GE日立のウラン濃縮会社 商業規模のレーザー濃縮工場で 建設・操業認可を申請

米国のグローバル・レーザー・エンリッチメント(GLE)社は6月30日、世界で初の商業規模のレーザー法ウラン濃縮工場について、建設・操業の認可申請書を1月に部分的に米原子力規制委員会(NRC)に提出したのに続き、残りのすべての部分を提出した。

GLE社はGE日立ニュークリア・エナジー(GEH)社の子会社で、昨年6月には世界でも大手のウラン生産業者であるカナダのカメコ社が24%資本参加。2006年に豪州のサイレックス・システムズ社から取得した濃縮技術(六フッ化ウランを励起するレーザー分子法)の商用化、および運用の独占実施権により、米ノースカロライナ州ウィルミントンにU235を8%まで濃縮可能な、処理能力3500トン〜6000トンSWUの商用濃縮施設の建設を計画している。

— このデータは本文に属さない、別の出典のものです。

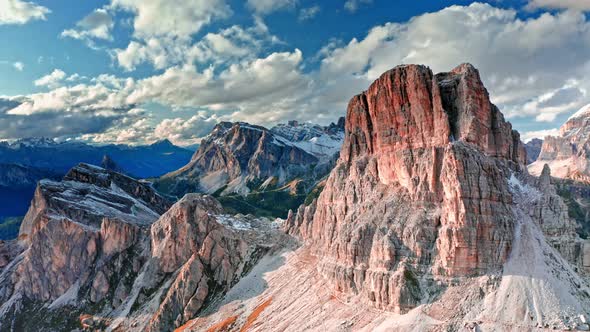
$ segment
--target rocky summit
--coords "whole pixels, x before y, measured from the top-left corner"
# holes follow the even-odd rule
[[[187,165],[154,186],[171,197],[206,193],[236,212],[286,217],[330,172],[343,135],[343,119],[329,126],[291,121],[270,130],[221,122]]]
[[[559,128],[558,136],[545,137],[529,171],[539,175],[545,164],[555,177],[590,183],[590,105],[572,115]]]
[[[341,126],[336,160],[303,148]],[[214,197],[330,159],[285,220]],[[589,329],[590,243],[550,167],[526,163],[463,64],[395,67],[333,126],[219,124],[168,176],[209,195],[172,204],[81,164],[41,181],[19,238],[0,242],[0,330]]]
[[[589,244],[525,161],[475,68],[399,66],[350,101],[340,159],[286,230],[342,297],[451,329],[565,328],[590,310]]]

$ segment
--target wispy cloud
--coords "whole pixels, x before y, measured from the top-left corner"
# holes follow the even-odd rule
[[[344,9],[350,13],[356,13],[362,5],[370,5],[373,0],[346,0],[344,3]]]
[[[590,1],[588,0],[529,0],[527,8],[530,10],[547,8],[547,9],[571,9],[590,11]]]
[[[302,8],[299,11],[299,21],[311,20],[312,18],[316,17],[316,15],[320,13],[320,11],[321,8],[318,5],[309,8]]]
[[[20,61],[13,63],[12,66],[18,71],[23,71],[25,69],[25,64]]]

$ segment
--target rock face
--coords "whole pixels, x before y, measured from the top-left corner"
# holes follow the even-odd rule
[[[0,242],[0,330],[174,329],[282,245],[275,228],[81,164],[41,181],[19,239]]]
[[[548,136],[529,172],[541,174],[548,164],[554,177],[590,183],[590,106],[570,117],[559,136]]]
[[[256,202],[284,202],[283,209],[258,206],[265,214],[284,217],[333,167],[344,135],[343,121],[339,123],[322,127],[291,121],[268,130],[222,122],[190,163],[154,186],[173,197],[200,192],[223,201],[232,196],[227,203],[242,213],[256,213],[250,210]]]
[[[142,264],[135,251],[169,206],[146,185],[86,164],[61,182],[40,181],[21,224],[18,243],[26,251],[2,273],[11,281],[0,282],[0,313],[12,313],[12,323],[24,327],[16,312],[25,302],[54,308],[128,292],[126,278]]]
[[[528,179],[525,163],[519,134],[475,68],[433,75],[399,66],[350,101],[324,191],[285,227],[320,257],[337,292],[406,312],[453,278],[502,269],[515,245],[515,174]],[[537,192],[531,218],[579,265],[565,205],[554,191]]]
[[[524,148],[526,150],[528,164],[532,164],[537,160],[537,158],[539,157],[539,154],[541,153],[542,147],[543,147],[543,140],[538,139],[538,138],[533,138],[532,140],[530,140],[528,143],[526,143],[524,145]]]

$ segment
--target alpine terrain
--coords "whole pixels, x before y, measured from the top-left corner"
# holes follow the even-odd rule
[[[470,64],[395,67],[327,127],[220,123],[154,188],[79,164],[0,242],[0,330],[588,330],[590,242],[526,164]],[[228,205],[276,191],[308,199]]]
[[[154,186],[180,198],[189,192],[214,195],[233,212],[286,217],[327,176],[344,137],[344,119],[318,126],[290,121],[266,129],[221,122],[201,142],[191,161]]]

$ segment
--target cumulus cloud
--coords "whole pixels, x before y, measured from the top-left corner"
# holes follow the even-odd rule
[[[126,48],[111,52],[128,71],[145,62],[155,69],[184,62],[194,34],[232,15],[225,0],[112,0],[108,8],[134,15],[134,39]]]
[[[256,57],[263,47],[282,43],[269,33],[264,22],[256,18],[248,28],[231,26],[214,33],[207,33],[201,40],[176,37],[150,38],[132,41],[126,49],[116,49],[113,57],[127,71],[142,63],[151,63],[156,69],[165,69],[184,63],[225,63]]]
[[[320,13],[320,11],[321,8],[318,5],[308,8],[302,8],[299,11],[299,21],[311,20],[312,18],[316,17],[316,15]]]
[[[325,49],[320,77],[333,100],[346,100],[351,87],[366,87],[398,64],[427,64],[439,72],[471,62],[509,118],[551,121],[588,98],[590,23],[572,11],[527,19],[516,14],[474,3],[377,26],[362,40]],[[543,102],[563,89],[569,93]]]
[[[234,111],[234,119],[278,120],[296,111],[292,102],[303,95],[309,79],[301,73],[303,54],[275,52],[265,58],[232,64],[219,74],[193,65],[176,66],[137,82],[131,103],[155,101],[173,108],[206,107]]]
[[[158,139],[168,139],[177,145],[193,145],[200,143],[201,138],[211,132],[217,124],[217,117],[207,117],[205,112],[189,119],[173,118],[160,122],[154,136]]]
[[[588,0],[530,0],[528,9],[548,8],[548,9],[573,9],[573,10],[590,10],[590,1]]]
[[[255,13],[267,15],[283,9],[292,9],[297,0],[248,0],[247,6]]]
[[[47,74],[35,80],[35,86],[46,86],[49,88],[58,87],[61,81],[66,78],[66,73],[61,69],[54,69],[50,74]]]
[[[559,136],[559,128],[525,131],[520,133],[520,139],[528,143],[533,138],[544,139],[547,136]]]
[[[51,13],[51,10],[33,2],[21,0],[0,1],[0,25],[25,24],[33,20],[46,20],[46,15],[49,13]]]
[[[135,15],[134,35],[140,39],[189,37],[232,14],[224,0],[112,0],[111,8]]]
[[[61,36],[80,40],[112,40],[111,30],[114,25],[111,15],[99,8],[76,23],[76,28],[64,30]]]
[[[344,114],[351,96],[396,65],[421,63],[440,72],[471,62],[492,101],[516,127],[519,121],[539,123],[527,126],[534,130],[586,104],[590,91],[590,23],[575,11],[523,19],[514,10],[487,4],[451,6],[373,27],[361,38],[332,40],[308,58],[318,61],[314,69],[305,66],[298,49],[267,51],[280,41],[260,19],[252,27],[178,41],[184,41],[178,34],[137,39],[137,49],[118,60],[129,69],[150,62],[162,70],[156,75],[138,80],[101,75],[91,84],[26,96],[5,113],[20,116],[13,121],[58,110],[84,119],[100,116],[103,121],[97,122],[107,129],[91,134],[97,141],[162,136],[180,143],[196,140],[203,128],[222,119],[262,125],[288,119],[331,122]],[[206,115],[174,116],[158,128],[149,114],[130,113],[148,103]]]

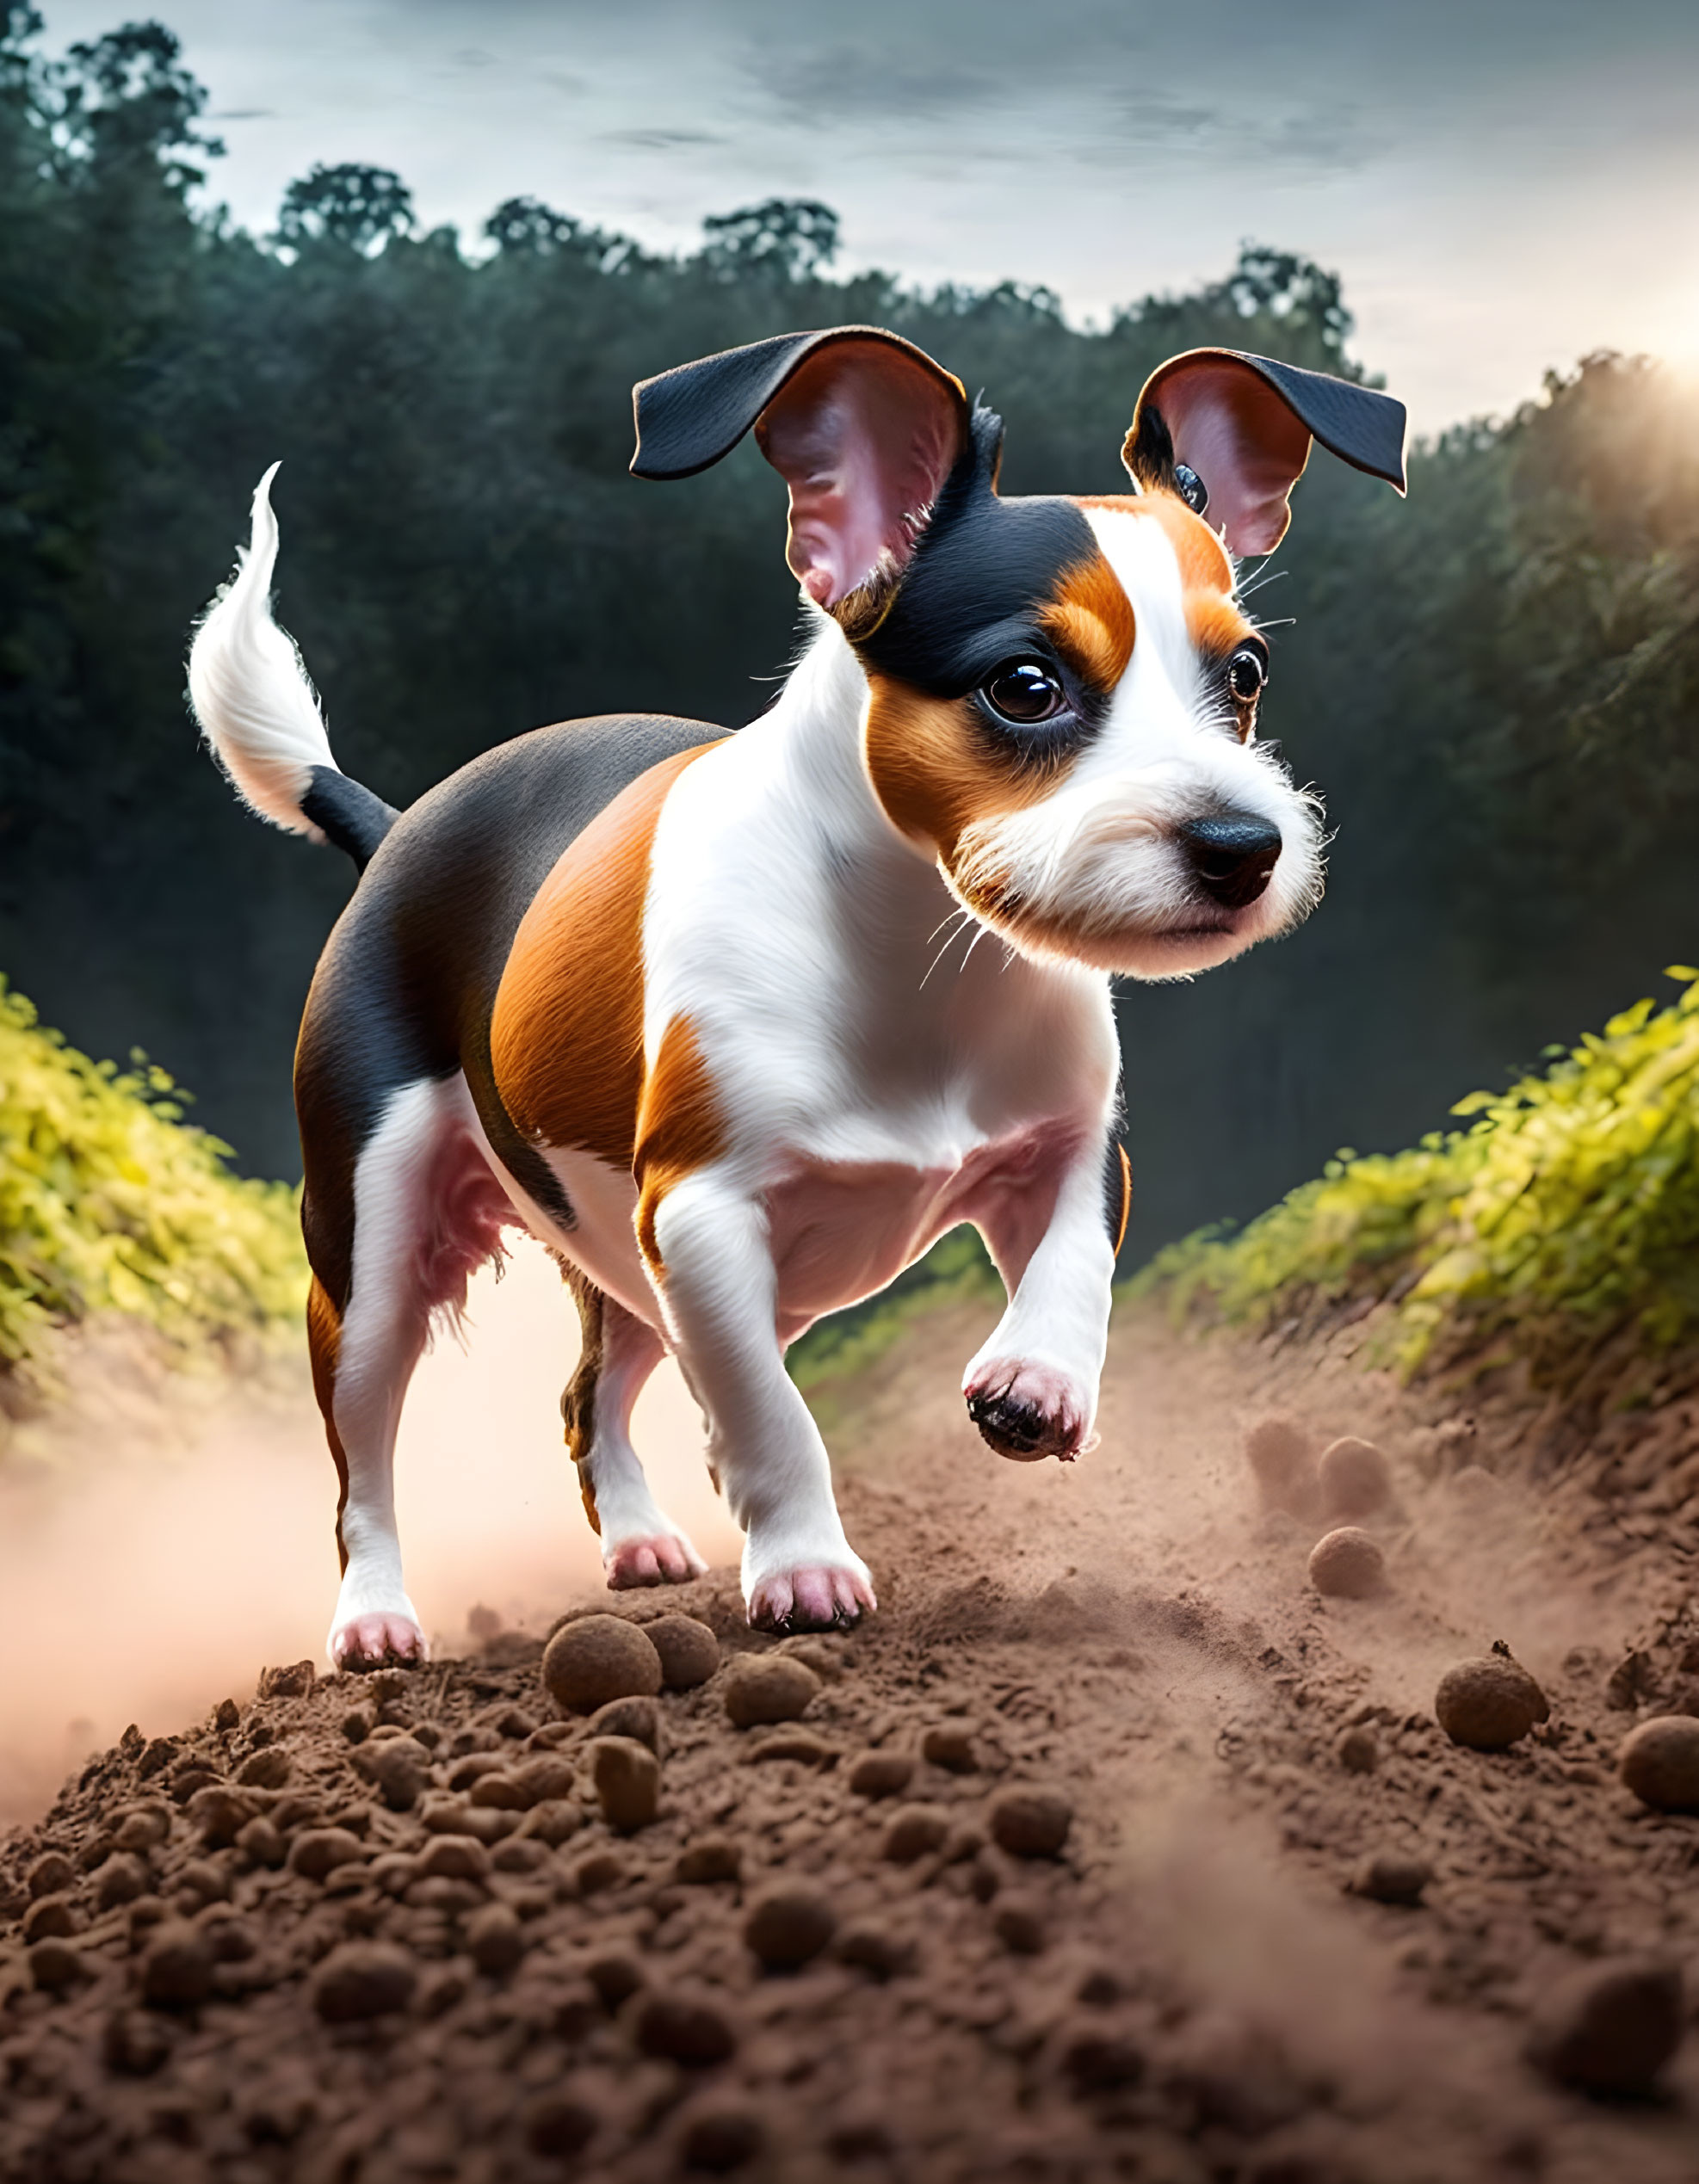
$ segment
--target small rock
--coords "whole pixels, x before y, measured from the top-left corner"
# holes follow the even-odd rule
[[[322,1881],[338,1866],[351,1865],[365,1855],[359,1836],[346,1828],[303,1828],[289,1845],[289,1871],[306,1880]]]
[[[645,1984],[643,1967],[629,1949],[602,1949],[584,1966],[584,1977],[610,2014]]]
[[[518,1918],[505,1903],[486,1903],[466,1921],[467,1954],[491,1979],[505,1978],[525,1953]]]
[[[502,1627],[502,1619],[493,1607],[485,1607],[480,1601],[466,1613],[466,1636],[479,1645],[487,1645]]]
[[[886,1823],[879,1854],[894,1866],[911,1866],[929,1851],[942,1850],[949,1831],[950,1817],[941,1806],[899,1805]]]
[[[1699,1812],[1699,1721],[1659,1714],[1630,1730],[1617,1767],[1642,1805],[1659,1812]]]
[[[858,1798],[894,1798],[907,1789],[914,1761],[907,1752],[863,1752],[850,1770]]]
[[[844,1964],[870,1971],[876,1979],[893,1979],[914,1962],[914,1943],[879,1919],[857,1919],[837,1937],[837,1955]]]
[[[1352,1892],[1376,1903],[1397,1903],[1413,1909],[1434,1877],[1425,1858],[1396,1850],[1378,1850],[1363,1860],[1352,1876]]]
[[[220,1699],[213,1709],[213,1726],[222,1730],[226,1737],[233,1729],[242,1726],[242,1709],[233,1699]]]
[[[327,2025],[352,2025],[405,2009],[418,1971],[405,1949],[388,1941],[344,1941],[312,1975],[312,2006]]]
[[[281,1744],[263,1745],[249,1753],[236,1770],[236,1779],[250,1789],[281,1790],[289,1779],[289,1755]]]
[[[720,1640],[694,1615],[658,1615],[643,1634],[661,1657],[661,1682],[668,1691],[694,1691],[720,1666]]]
[[[1289,1515],[1314,1514],[1320,1499],[1316,1484],[1315,1444],[1290,1418],[1263,1418],[1245,1436],[1245,1459],[1263,1500]]]
[[[779,1653],[745,1654],[726,1672],[726,1712],[738,1729],[794,1721],[819,1688],[819,1677],[806,1662]]]
[[[661,1800],[660,1761],[629,1737],[598,1737],[590,1751],[602,1818],[621,1835],[646,1828]]]
[[[100,1879],[95,1883],[95,1902],[102,1911],[133,1903],[146,1893],[147,1868],[127,1850],[114,1852],[101,1867]]]
[[[355,1764],[374,1782],[392,1812],[411,1812],[430,1782],[430,1754],[416,1737],[373,1738]]]
[[[29,1976],[43,1994],[62,1995],[67,1987],[86,1977],[90,1969],[83,1952],[62,1934],[49,1934],[26,1953]]]
[[[678,1854],[673,1879],[689,1887],[734,1881],[743,1872],[744,1854],[730,1835],[698,1835]]]
[[[146,2078],[171,2051],[171,2036],[157,2017],[139,2009],[115,2009],[101,2035],[101,2056],[108,2070]]]
[[[191,1798],[189,1817],[194,1817],[195,1804]],[[120,1850],[154,1850],[170,1832],[171,1816],[163,1805],[133,1805],[120,1818],[113,1842]]]
[[[1338,1524],[1361,1523],[1393,1497],[1392,1465],[1372,1441],[1350,1434],[1322,1450],[1316,1474],[1322,1507]]]
[[[1596,1967],[1552,1996],[1529,2051],[1550,2076],[1584,2093],[1646,2094],[1681,2045],[1685,2014],[1674,1965]]]
[[[191,1858],[177,1875],[179,1898],[198,1898],[202,1903],[220,1903],[230,1893],[230,1875],[209,1858]]]
[[[189,1824],[200,1830],[201,1842],[213,1850],[234,1842],[256,1811],[257,1800],[244,1797],[240,1790],[226,1789],[222,1783],[197,1790],[188,1801]]]
[[[262,1699],[304,1699],[312,1690],[314,1669],[311,1661],[296,1661],[287,1669],[260,1671]]]
[[[1448,1669],[1434,1694],[1440,1727],[1454,1744],[1477,1752],[1504,1751],[1551,1711],[1521,1663],[1497,1651]]]
[[[472,1786],[471,1794],[473,1805],[480,1811],[524,1812],[530,1805],[523,1787],[504,1767],[480,1774]]]
[[[475,1835],[434,1835],[413,1861],[422,1879],[477,1881],[490,1878],[490,1854]]]
[[[199,1927],[168,1919],[142,1957],[142,1997],[157,2009],[192,2009],[213,1991],[212,1944]]]
[[[942,1767],[949,1774],[973,1774],[979,1770],[972,1732],[959,1721],[940,1722],[920,1740],[920,1756],[929,1767]]]
[[[737,2052],[731,2019],[706,1995],[674,1988],[646,1996],[638,2007],[637,2045],[646,2055],[696,2067]]]
[[[992,1930],[1011,1955],[1035,1957],[1044,1947],[1044,1920],[1024,1896],[1005,1896],[992,1915]]]
[[[599,1896],[605,1888],[617,1888],[627,1871],[617,1850],[592,1850],[572,1868],[572,1882],[580,1896]]]
[[[250,1820],[245,1828],[237,1830],[236,1848],[244,1858],[256,1866],[268,1866],[275,1872],[289,1853],[289,1846],[273,1823],[262,1813],[257,1820]]]
[[[819,1955],[837,1928],[837,1914],[819,1890],[781,1882],[750,1905],[744,1940],[769,1971],[794,1971]]]
[[[992,1800],[992,1840],[1011,1858],[1054,1858],[1073,1824],[1073,1807],[1054,1790],[1004,1790]]]
[[[1387,1558],[1378,1539],[1342,1524],[1310,1549],[1309,1580],[1331,1600],[1371,1600],[1386,1588]]]
[[[661,1657],[646,1633],[622,1615],[581,1615],[543,1650],[543,1682],[564,1713],[592,1714],[610,1699],[652,1699]]]
[[[799,1767],[836,1767],[840,1756],[836,1744],[815,1736],[812,1729],[775,1729],[770,1737],[757,1738],[744,1755],[756,1767],[765,1760],[794,1760]]]
[[[767,2144],[767,2126],[746,2102],[720,2100],[698,2108],[686,2122],[679,2154],[686,2169],[729,2175],[752,2162]]]
[[[1381,1764],[1381,1747],[1372,1729],[1348,1729],[1333,1747],[1347,1774],[1372,1774]]]
[[[683,1622],[686,1619],[681,1616],[678,1619]],[[653,1626],[646,1623],[643,1627],[646,1632]],[[661,1749],[660,1708],[652,1699],[613,1699],[605,1706],[598,1706],[590,1716],[589,1731],[592,1737],[629,1737],[633,1743],[646,1744],[652,1752],[658,1755]],[[532,1762],[534,1766],[535,1763],[534,1761]],[[568,1761],[556,1760],[553,1764],[565,1767],[570,1772],[571,1762]]]
[[[23,1915],[26,1941],[63,1940],[77,1931],[77,1914],[68,1896],[38,1896]]]
[[[551,1850],[558,1850],[584,1824],[584,1816],[576,1805],[569,1804],[565,1798],[548,1798],[541,1805],[531,1807],[519,1823],[519,1832],[522,1836],[534,1835]]]
[[[581,2153],[601,2128],[602,2119],[582,2095],[564,2088],[540,2093],[520,2119],[525,2144],[534,2154]]]
[[[26,1878],[32,1897],[58,1896],[77,1885],[77,1868],[62,1850],[43,1851]]]
[[[343,1735],[350,1744],[363,1744],[371,1735],[372,1710],[369,1706],[350,1706],[343,1716]]]
[[[774,1650],[787,1661],[800,1661],[822,1683],[838,1682],[850,1665],[842,1643],[834,1644],[818,1633],[800,1632],[794,1638],[781,1638]]]

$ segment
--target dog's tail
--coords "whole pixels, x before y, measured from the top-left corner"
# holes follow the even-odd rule
[[[254,491],[253,537],[201,616],[188,700],[213,756],[250,811],[310,842],[331,842],[363,872],[399,816],[331,756],[318,694],[294,639],[271,619],[277,518],[274,463]]]

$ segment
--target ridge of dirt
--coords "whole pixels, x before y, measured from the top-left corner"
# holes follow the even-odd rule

NRCによる審査は約30か月間と見積もられており、GLE社の申請を正式に受理した後に開始される。審査手続きの効率化を図るためにNRCでは事業者が申請を部分的に行うことを認めており、GLEはすでに今年1月末、申請の中でも重要な部分を占める同施設の環境影響報告書を提出。NRCは3月に、同報告書が正式な審査の開始に必要な要件を完全に満たしていることを認める判断を下していた。

米国では、ロシアの核兵器解体から出る高濃縮ウランを希釈して米国の商業炉用低濃縮ウランに利用するプロジェクトが2013年に終了するほか、新しい世代の原子炉建設計画が全米で進行中。こうした背景からGLE社では、今後数年間に世界の低濃縮ウラン需要は実質的な規模で増加すると見込んでおり、次世代技術を使ったウラン濃縮施設によって原子炉用低濃縮ウランを米国内で供給するとともに、究極的には温室効果ガスを出さない原子力の利用拡大を通じて米国のCO排出抑制に貢献する考えだ。

同社はまた、今回の申請が承認されれば、同施設のエンジニアリングやサポートで300名分の正規雇用と、建設工事要員として500名分の雇用が創出されるとしている。

GLEは現在、ウィルミントンのGEH本社で、サイレックス濃縮技術の商用化実証テストループの開発段階にあり、同技術の商業規模での実行可能性を確認するとともに、機器や設備、プロセスの設計を進める計画。同ループからの情報により、商業規模施設の建設について最終的な評価・判断を下す予定である。